This was going to be a reply to the comments in my last post... then it got painfully long so I moved it to it's own entry instead, as much as I hate taking time out to do a huge long entry, I really need to vent. So.. here goes.
First off, Thanks guys. Branwen, Xirena, it means a lot to hear that. I'll let Taben know when I can. He's still in the room. He's not come out and the door's still locked. I'm just giving him his time right now. Allen's still over with Taben's mom. As can be expected it's been... hard. We're trying to make plans, figure out how to get him to move on. We're debating if we should call authorities or who to have tend to Ry's body.
Brennon and I went out this evening. We found the path Taben found. It's newer. So it was fresh and new when Taben found it. Taben had said everything was fresh. He said he'd heard Ry's screams of pain and cries.... I just... don't even know. Taben's going through so much right now. I dunno. All I know is we can't leave Ry out there to be eaten by the coyotes or wild creatures. What we saw is... I'd never wish that on anything or anyone. Especially not Ry. He may have been tough and hard to manage but... he was a great person. I don't even know what to do. I'm still so shocked and uncertain.
Xirena, thank you. I think we could use all the support we can get right now.
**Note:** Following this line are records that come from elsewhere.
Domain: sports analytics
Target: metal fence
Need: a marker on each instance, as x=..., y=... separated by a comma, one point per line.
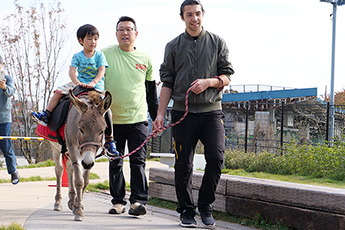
x=262, y=126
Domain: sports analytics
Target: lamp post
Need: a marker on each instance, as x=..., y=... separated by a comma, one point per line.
x=335, y=3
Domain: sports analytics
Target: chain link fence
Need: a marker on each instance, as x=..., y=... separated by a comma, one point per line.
x=263, y=126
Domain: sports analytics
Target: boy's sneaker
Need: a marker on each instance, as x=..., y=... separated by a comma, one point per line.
x=207, y=219
x=111, y=147
x=41, y=118
x=137, y=209
x=187, y=219
x=15, y=177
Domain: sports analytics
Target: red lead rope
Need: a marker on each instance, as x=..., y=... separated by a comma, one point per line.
x=153, y=133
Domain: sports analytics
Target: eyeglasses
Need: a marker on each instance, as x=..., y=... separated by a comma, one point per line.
x=122, y=30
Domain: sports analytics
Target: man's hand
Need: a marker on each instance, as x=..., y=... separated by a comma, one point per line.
x=3, y=84
x=199, y=85
x=158, y=125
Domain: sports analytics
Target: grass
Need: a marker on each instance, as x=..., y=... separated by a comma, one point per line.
x=311, y=180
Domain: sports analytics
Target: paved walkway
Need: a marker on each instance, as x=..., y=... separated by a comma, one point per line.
x=31, y=205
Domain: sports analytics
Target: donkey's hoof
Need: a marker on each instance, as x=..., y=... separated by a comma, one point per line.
x=78, y=218
x=57, y=207
x=70, y=206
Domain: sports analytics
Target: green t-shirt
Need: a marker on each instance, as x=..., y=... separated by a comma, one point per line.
x=125, y=79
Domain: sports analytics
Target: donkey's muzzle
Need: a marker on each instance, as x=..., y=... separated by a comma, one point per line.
x=87, y=166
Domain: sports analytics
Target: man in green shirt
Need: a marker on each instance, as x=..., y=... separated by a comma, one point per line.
x=129, y=79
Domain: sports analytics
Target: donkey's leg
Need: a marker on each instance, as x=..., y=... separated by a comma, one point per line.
x=58, y=174
x=86, y=178
x=79, y=185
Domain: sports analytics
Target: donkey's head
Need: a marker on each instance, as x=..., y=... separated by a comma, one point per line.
x=91, y=125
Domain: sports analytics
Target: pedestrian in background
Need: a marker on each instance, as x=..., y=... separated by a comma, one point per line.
x=7, y=91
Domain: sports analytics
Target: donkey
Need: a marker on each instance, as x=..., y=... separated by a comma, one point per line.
x=84, y=135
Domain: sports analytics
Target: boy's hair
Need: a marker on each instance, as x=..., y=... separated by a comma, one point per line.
x=85, y=30
x=127, y=19
x=190, y=2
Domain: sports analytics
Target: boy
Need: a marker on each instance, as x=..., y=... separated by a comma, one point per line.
x=90, y=65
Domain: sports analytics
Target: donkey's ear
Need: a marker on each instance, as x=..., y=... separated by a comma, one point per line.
x=106, y=103
x=79, y=105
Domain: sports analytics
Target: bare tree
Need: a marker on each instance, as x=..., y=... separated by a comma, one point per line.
x=31, y=41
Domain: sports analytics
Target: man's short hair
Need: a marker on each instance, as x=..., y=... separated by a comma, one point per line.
x=190, y=2
x=85, y=30
x=127, y=19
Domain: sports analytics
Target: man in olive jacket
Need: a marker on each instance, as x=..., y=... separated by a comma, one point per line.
x=196, y=59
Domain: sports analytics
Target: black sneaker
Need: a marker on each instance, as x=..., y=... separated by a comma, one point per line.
x=15, y=177
x=137, y=209
x=187, y=219
x=207, y=219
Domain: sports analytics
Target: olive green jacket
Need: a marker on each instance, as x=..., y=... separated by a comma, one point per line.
x=187, y=59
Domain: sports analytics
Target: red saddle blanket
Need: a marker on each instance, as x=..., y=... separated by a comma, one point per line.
x=47, y=134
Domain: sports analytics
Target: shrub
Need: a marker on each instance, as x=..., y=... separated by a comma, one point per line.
x=305, y=160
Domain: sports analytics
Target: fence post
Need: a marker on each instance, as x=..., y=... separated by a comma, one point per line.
x=246, y=129
x=282, y=129
x=327, y=123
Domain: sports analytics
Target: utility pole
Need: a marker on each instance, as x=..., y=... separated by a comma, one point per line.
x=335, y=3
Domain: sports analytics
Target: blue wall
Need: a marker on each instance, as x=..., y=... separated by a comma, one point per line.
x=289, y=93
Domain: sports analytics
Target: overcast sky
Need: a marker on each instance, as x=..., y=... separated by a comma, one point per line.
x=271, y=42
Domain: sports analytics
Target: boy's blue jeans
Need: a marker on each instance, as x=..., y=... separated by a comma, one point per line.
x=6, y=148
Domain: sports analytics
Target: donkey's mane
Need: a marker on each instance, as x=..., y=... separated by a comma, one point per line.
x=94, y=97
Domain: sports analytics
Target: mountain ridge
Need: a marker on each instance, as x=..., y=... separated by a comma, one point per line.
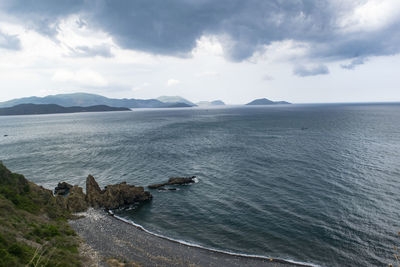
x=39, y=109
x=87, y=100
x=265, y=101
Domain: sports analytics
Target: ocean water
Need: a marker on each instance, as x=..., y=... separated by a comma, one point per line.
x=310, y=183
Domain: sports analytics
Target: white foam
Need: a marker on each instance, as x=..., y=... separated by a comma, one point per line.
x=209, y=249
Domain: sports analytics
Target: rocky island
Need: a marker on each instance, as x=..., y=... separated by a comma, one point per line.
x=39, y=228
x=115, y=196
x=174, y=181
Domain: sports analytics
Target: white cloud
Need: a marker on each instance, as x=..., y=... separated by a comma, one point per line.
x=82, y=77
x=140, y=87
x=173, y=82
x=372, y=15
x=207, y=73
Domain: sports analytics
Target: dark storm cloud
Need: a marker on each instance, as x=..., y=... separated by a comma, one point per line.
x=171, y=27
x=86, y=51
x=304, y=71
x=9, y=41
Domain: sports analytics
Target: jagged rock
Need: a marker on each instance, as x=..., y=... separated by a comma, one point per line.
x=76, y=200
x=62, y=189
x=114, y=196
x=120, y=195
x=174, y=181
x=93, y=192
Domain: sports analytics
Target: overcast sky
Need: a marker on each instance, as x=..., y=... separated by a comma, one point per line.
x=301, y=51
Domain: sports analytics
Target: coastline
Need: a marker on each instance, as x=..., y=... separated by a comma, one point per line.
x=115, y=237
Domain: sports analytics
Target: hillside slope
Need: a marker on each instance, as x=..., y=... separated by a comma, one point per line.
x=33, y=228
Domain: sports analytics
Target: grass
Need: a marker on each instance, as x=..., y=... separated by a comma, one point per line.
x=33, y=226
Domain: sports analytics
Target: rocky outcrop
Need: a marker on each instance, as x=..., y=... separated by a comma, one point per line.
x=174, y=181
x=93, y=192
x=111, y=197
x=62, y=189
x=76, y=200
x=114, y=196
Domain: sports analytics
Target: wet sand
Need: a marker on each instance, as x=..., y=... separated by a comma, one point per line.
x=111, y=237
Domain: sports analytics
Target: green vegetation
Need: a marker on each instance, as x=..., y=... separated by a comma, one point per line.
x=33, y=226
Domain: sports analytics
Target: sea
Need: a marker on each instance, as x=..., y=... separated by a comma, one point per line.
x=317, y=184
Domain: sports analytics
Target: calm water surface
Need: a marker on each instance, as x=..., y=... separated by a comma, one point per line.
x=311, y=183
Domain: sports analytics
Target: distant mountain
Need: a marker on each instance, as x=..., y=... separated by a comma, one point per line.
x=175, y=99
x=264, y=101
x=179, y=105
x=212, y=103
x=30, y=109
x=86, y=100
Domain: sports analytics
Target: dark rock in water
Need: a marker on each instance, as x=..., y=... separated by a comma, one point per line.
x=111, y=197
x=93, y=192
x=62, y=189
x=114, y=196
x=174, y=181
x=167, y=189
x=76, y=200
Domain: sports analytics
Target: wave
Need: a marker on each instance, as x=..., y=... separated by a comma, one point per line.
x=140, y=227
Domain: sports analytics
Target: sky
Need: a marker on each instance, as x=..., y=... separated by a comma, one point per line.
x=302, y=51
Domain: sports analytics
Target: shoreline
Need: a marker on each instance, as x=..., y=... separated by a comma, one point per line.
x=113, y=236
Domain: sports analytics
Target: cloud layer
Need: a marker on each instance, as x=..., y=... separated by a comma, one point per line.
x=333, y=30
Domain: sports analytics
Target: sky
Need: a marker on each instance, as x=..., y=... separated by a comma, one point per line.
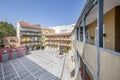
x=43, y=12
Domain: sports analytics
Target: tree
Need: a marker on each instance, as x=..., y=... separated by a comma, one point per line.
x=6, y=29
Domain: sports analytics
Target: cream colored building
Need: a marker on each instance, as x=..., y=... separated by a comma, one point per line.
x=61, y=39
x=96, y=46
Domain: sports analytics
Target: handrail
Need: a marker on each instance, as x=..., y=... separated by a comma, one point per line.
x=63, y=67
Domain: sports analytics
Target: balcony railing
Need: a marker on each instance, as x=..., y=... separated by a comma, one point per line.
x=109, y=61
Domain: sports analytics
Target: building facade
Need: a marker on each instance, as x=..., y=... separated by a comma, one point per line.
x=96, y=45
x=57, y=41
x=29, y=35
x=61, y=39
x=45, y=31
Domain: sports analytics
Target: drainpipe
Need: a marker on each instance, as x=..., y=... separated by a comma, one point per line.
x=99, y=34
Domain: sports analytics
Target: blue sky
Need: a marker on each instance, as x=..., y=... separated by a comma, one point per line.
x=43, y=12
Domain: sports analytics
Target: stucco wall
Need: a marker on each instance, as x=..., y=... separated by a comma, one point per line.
x=109, y=28
x=91, y=32
x=79, y=47
x=109, y=24
x=109, y=66
x=117, y=28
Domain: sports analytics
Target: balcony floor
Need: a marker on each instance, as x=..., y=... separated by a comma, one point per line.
x=40, y=65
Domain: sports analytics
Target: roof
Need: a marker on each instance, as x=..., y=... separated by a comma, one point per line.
x=29, y=25
x=90, y=10
x=58, y=34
It's going to be a long few days. I'm wondering how people will feel, what will the authorities do? Should we report this? what the hell do we do? I... think it's safe to say not to expect much from us for a bit. We'll have hands full and be busy.
Bran, I'll tell Taben about the party and see what he says. He may need it. It's a matter of him coming from his room. We're also still thinking about the July 4th party still. If anything I'm hoping that Taben will snap out of it quickly, if only to be there for Allen. We're going to go pick him up tomorrow. He needs to be home with his mom. Taben needs Allen right now more than ever. I just hope we can keep their spirits up as much as possible. It hurts me to feel this much from Taben. He hurts so bad. I've no idea what to do. Dear ol' Da's been in and out. No sign of It. Todd/Alex seems ticked. I dunno how long he'll be here. We're both worried It may come after your group soon. Even more so now if you've got that party this weekend. And there's another member of the family we didn't take into consideration. Raven. Taben and Ryan's cat. She was practically Ryan's 'familiar' for lack of better term. She's been wandering around the house meowing loud and sad sounding. She keeps trying to get into the bedroom with Taben and then just lays by the door mewling. This is just all so heart breaking. I don't even know how to handle this.
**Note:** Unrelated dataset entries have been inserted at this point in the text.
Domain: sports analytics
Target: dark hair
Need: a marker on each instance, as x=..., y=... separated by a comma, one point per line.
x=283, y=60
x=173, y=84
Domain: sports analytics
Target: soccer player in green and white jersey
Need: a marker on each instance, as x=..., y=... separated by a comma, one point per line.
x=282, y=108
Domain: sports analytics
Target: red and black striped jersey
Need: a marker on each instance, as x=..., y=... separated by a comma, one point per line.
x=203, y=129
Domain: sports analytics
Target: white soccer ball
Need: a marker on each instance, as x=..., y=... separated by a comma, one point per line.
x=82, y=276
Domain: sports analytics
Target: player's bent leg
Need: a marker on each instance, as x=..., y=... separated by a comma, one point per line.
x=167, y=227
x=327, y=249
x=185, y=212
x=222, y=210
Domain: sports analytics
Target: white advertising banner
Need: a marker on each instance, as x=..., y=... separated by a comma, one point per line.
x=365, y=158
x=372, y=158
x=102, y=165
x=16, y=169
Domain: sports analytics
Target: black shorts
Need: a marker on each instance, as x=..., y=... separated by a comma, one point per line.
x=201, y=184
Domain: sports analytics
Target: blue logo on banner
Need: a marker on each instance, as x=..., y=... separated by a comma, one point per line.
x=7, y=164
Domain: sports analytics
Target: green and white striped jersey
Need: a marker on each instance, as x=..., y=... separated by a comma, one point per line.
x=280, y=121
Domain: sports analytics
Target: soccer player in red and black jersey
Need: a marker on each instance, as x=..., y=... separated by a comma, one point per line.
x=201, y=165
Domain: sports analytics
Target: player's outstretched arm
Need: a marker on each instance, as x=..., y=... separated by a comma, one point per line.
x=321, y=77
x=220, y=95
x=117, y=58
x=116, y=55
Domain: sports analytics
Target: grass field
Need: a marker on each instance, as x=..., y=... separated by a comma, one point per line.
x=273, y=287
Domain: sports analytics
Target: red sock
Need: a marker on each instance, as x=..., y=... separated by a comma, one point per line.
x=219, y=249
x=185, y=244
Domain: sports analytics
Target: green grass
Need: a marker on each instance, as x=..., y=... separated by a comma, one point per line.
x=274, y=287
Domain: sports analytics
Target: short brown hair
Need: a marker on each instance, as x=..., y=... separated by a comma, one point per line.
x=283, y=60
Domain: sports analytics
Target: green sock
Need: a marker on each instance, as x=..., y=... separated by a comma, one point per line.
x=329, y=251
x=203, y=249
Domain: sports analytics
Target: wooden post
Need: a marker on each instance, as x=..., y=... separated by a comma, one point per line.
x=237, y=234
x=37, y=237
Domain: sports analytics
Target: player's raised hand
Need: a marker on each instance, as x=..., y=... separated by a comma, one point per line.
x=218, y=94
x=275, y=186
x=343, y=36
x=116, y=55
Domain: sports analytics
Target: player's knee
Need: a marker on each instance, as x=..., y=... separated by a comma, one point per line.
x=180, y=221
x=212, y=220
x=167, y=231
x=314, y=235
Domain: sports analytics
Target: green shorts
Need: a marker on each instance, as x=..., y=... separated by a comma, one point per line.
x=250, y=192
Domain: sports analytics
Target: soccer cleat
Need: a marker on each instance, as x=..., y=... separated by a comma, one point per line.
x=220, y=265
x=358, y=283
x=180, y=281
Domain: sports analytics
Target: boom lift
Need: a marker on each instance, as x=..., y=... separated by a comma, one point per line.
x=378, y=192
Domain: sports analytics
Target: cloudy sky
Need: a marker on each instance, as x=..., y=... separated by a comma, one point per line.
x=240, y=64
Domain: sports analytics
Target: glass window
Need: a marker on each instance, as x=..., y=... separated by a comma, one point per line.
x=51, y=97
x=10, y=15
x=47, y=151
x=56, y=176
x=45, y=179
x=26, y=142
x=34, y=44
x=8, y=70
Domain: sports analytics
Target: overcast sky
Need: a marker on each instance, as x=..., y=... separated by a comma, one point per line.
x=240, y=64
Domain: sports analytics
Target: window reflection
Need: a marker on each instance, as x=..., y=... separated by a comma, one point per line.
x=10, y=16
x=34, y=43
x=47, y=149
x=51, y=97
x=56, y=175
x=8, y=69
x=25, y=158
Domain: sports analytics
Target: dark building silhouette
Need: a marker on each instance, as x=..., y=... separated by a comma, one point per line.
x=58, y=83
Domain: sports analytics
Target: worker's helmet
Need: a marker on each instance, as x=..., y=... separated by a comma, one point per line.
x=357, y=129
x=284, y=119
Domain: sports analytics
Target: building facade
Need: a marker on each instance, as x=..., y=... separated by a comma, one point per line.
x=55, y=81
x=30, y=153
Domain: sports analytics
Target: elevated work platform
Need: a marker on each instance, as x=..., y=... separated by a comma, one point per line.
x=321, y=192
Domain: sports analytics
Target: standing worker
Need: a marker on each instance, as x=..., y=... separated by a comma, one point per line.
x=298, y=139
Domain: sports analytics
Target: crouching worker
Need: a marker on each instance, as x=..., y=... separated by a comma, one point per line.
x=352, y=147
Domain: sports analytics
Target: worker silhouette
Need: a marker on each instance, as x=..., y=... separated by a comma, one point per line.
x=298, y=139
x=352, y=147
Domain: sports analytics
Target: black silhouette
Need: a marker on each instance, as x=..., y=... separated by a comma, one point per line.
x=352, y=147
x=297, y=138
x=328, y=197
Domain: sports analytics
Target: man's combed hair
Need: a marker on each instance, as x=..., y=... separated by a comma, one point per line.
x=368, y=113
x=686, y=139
It's weird. I feel horrible. I don't think the death of my parents hit me this hard. This is just... a huge blow. I accepted mom and dad's death quickly and moved on... this.. this one's going to be worse. This is the third death we've had in the family due to It. With my parents there was a bit of ash and bones and that was it. With ?Ry it's just... horrible... there's so much more to it. I don't even know what to do, I just want to cry.
But I can't. I have to be strong. I guess it's time to rally up the troops and start. War's coming. I can feel it. I know it. We're going to need all the help we can get. If you can help, let me know. We'll make space for you to crash here while we get things running. Again, just let me know. We'll make arrangements.
No one hurts someone I care about like this and gets away with it. No one. I said it last post and I'll say it this one again. It is going to die. I'm going to murder the fucking monster.